"You could say that even if we had the best managers and best engineers in the world, youre in a business where something could cause you to have a tragedy like this," Gehman said. "On the other hand we think we have found issues, practices, and managerial and budgetary kinds of things we believe could have been done better even if we hadnt had the accident."
However, Gehman was less circumspect about the underlying cause of the accident when he spoke last week with a room of Washington space insiders at George Washington University about what the board's conclusion would be.
According to industry sources in attendance, Gehman said Columbias accident was not "not an anomalous event, but a predictable outcome" of the way NASA manages the space shuttle program.
Gehman gave another hint to reporters during the July 11 press briefing, saying the CAIBs final report would shine a rather harsh light on NASA. Asked if the report would contain any news, given the board's commitment to release findings and recommendations as they are finalized, Gehman said, "there may be some news value in the tone of the report."
NASAs human space flight programs are subjected to countless safety reviews, but none in recent memory have had the clout or budget as the Columbia Accident Investigation Board. Gehman said that by the time all is said and done -- release of the report has been delayed until the third week in August -- the board will have spent $15 million to $20 million of the $50 million Congress approved in the immediate aftermath of the Columbia accident.

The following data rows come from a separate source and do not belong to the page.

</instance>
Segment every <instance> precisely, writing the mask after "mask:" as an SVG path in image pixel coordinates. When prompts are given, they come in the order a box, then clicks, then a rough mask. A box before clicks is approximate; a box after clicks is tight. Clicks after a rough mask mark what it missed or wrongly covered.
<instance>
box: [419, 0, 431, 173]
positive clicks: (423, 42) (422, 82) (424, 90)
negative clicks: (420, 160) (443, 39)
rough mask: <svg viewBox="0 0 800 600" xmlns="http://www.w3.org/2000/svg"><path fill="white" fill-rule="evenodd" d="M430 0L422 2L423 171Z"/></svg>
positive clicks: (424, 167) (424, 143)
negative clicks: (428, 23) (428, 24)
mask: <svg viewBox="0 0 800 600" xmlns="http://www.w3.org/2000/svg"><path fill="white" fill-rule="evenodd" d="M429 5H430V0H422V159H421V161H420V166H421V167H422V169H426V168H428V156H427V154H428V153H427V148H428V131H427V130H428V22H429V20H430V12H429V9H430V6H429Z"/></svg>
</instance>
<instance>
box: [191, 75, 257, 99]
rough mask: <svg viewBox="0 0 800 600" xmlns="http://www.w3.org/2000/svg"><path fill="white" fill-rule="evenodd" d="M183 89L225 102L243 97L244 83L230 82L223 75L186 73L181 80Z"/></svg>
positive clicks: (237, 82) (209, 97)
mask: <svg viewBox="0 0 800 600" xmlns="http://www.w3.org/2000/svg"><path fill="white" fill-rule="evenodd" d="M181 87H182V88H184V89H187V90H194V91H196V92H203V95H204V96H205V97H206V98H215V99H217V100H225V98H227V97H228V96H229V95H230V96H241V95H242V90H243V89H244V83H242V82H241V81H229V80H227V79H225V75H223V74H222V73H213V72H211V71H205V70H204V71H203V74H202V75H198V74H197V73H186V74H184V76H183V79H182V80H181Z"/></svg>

Gehman said the boards budget does not include the personnel and other expenses NASA has incurred in support of the investigation, nor does it include the approximately $300 million that the Federal Emergency Management Agency spent on several months of debris recovery in East Texas and Western Louisiana.
While the board has a broad jurisdiction to investigate the underlying causes of the Columbia accident, its mandate does not extend to the other part of NASAs human space flight program, the International Space Station (ISS). Gehman said Friday that the board has made only a cursory examination of the way safety and mission assurance is handled in the ISS program.
U.S. Air Force Maj. Gen. Kenneth Hess, a member of the board, said investigators looked at the space station program for insight into how NASA handles micrometeoroid threat and in the process saw as many differences as similarities between the two programs.
"We looked at safety and mission assurance between ISS and shuttle and found some similarities but also found that they each have their own distinct personalities," Hess said.
Gehman said after the press conference that any management deficiencies the investigation turns up should be corrected throughout the agency, not just the space shuttle program.
"It will apply to the way they do everything," Gehman said. NASA spokesman Al Feinberg indicated that the agencys soul searching wouldnt be limited to just the space shuttle program.
"Obviously we want to hear what the board has to say on the shuttle program" Feinberg said. "If there is something we can pullout of there that can help station in terms of safety we would work that into our program. Just because its not shuttle doesnt mean space station isnt going to be looking at it."
Fridays press conference capped off a week in which investigators proved in a dramatic test stand demonstration the serious damage a chunk of foam can do to a shuttle wing. The test, conducted Monday at the Southwest Research Institute in San Antonio, Tex., blew a 16-inch wide hole in the leading edge of a wing section taken from the Space Shuttle Atlantis.
Board member James Hallock, chief of the U.S. Department of Transportations aviation safety division, said Friday that investigators do not believe that Columbias breech was as large as the breech created on the test stand July 7. Hallock said the best analysis suggests a hole 6 inches to 10 inches across. Had the orbiter suffered a 16-inch brief, Hallock said, "Columbia would not have made it to the state of Texas."
On Tuesday, Gehman went to Capital Hill to inform NASAs congressional oversight committees that the board would not meet a July 23 target for completing its report. That date was targeted to give lawmakers a chance to receive the report before breaking for a month long August recess. The board plans to issue at least a couple more interim recommendations before the report is released, but none of them, Gehman said, will be as challenging as the on orbit inspection and repair recommendation the board issued June 27.
The board also released Friday a detailed second-by-second account of Columbias last flight, from launch through re-entry and breakup.